That decision was widely and loudly condemned not only by event organizers but also by Western lawmakers and prominent political figures. Speaking instead of at the major protest, at the Free Iran World Summit 2026 at the NCRI headquarters in Paris, former British Prime Minister Boris Johnson accused the French government of having “bowed cravenly” and “capitulated to a regime in Tehran that tortures and kills its opponents on an industrial scale.”

It was by no means the first time that a European government was accused of appeasing that regime, nor the first time one was accused of doing so by weaponizing a legal process against expatriate activists. In fact, for decades, there has been a pervasive tendency toward this sort of appeasement.

Ironically, in its efforts to undermine support for NCRI, due to the coalition’s quick and impressive response, the French government actually helped the NCRI to further illustrate the organizational strength that makes it such a salient challenge to the theocratic dictatorship ruling its homeland. Immediately after the ban was announced, the NCRI launched a legal challenge in the French court system, and when that challenge was dismissed, around 50,000 of the rally’s prospective attendees elected to defy the ban, with some gathering at Place Vauban as planned, and others at Trocadéro, Bastille, and Place de la République.

This act of civil disobedience mirrored the spontaneous organizing that has taken place all across the Islamic Republic under the leadership of the NCRI’s main constituent group, the People’s Mojahedin Organization of Iran (PMOI/MEK), resulting in four nationwide uprisings since the end of 2017. In keeping with their counterparts’ defiance of brutal repression in their homeland, participants in the Paris demonstrations universally avoided initiating violence, but stood fast in the face of Parisian authorities’ efforts to force their dispersal.
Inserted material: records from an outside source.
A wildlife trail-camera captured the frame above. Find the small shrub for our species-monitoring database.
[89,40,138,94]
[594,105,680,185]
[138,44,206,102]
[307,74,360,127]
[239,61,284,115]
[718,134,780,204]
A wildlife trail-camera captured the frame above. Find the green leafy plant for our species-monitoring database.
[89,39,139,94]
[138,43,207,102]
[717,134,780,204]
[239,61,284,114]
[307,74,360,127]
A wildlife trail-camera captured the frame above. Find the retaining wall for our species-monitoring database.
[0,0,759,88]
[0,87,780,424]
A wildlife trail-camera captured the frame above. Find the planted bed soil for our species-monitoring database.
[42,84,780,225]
That display of resilience came from a remarkably wide array of Iranian expatriates and ethnic Iranians, including teenagers and the elderly, professionals and the working class, and adherents to multiple faiths, or none at all. This, too, is consistent with what has been observed inside the Islamic Republic in recent years, where Iranians from all walks of life, across all 31 provinces, have joined in chanting provocative slogans that reveal longstanding associations with the PMOI, such as “death to the dictator, whether Shah or Supreme Leader.”

Supporters of the NCRI will surely look upon Saturday’s events as further confirmation of what they already knew to be true: that countless Iranians, both inside the Islamic Republic and throughout the diaspora are prepared to stand in solidarity with one another and lay down their lives if necessary to achieve the goal of a liberated nation with free and fair elections supporting the rule of law, gender equality, minority rights, and separation of religion from the state. While that day’s injuries and arrests pale in comparison to the mass killings in Iran, which followed the latest nationwide uprising in January of this year, it may prove uniquely significant that Western policymakers have now been afforded a close-up view of Iranian solidarity and organizing.
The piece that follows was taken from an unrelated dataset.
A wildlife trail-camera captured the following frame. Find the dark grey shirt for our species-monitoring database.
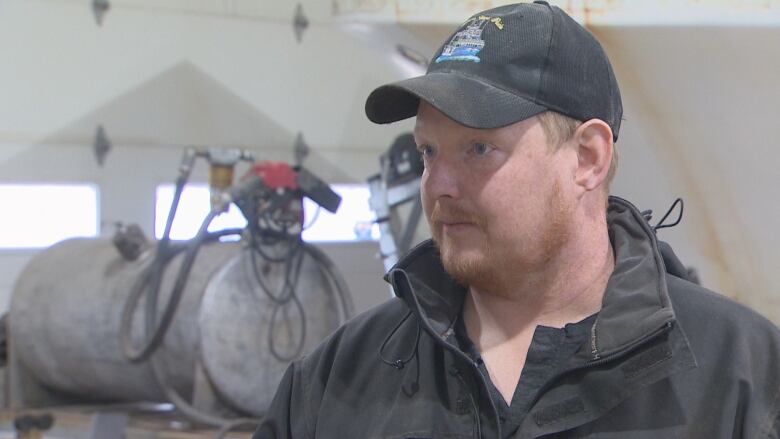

In this way, the banned demonstration promises to convey much the same message as it would have if French authorities had remained true to their prior commitment to defend an act of free expression that the NCRI had coordinated with them over two months.

 And when Tehran’s malign activities inevitably accelerate in the aftermath of this latest effort to suppress the opposition, the shameful episode will underscore what former European Council President Charles Michel said at the NCRI’s summit: “Appeasement does not work—never... The regime has repeatedly exploited appeasement to buy time, [but this] only prolongs the suffering of the Iranian people." The NCRI’s leader, Maryam Rajavi, went beyond the condemnation of appeasement by urging Western governments to sever their diplomatic relations with the Islamic Republic and recognize the legitimacy of a provisional government that the coalition announced after Supreme Leader Ali Khamenei was killed on the first day of US military operations against Iran in February. “Neither negotiations nor war have provided an answer to the threat posed by religious fascism,” said Rajavi, the author of a ten-point plan for Iran’s free, democratic, and non-nuclear future. According to the NCRI, domestic regime change constitutes a “third option” that will not only liberate the Iranian people from brutal repression but also provide the Western world with security guarantees that they have sacrificed for decades in favor of maintaining the status quo in relations with a regime widely recognized to be the world’s foremost state sponsor of terrorism.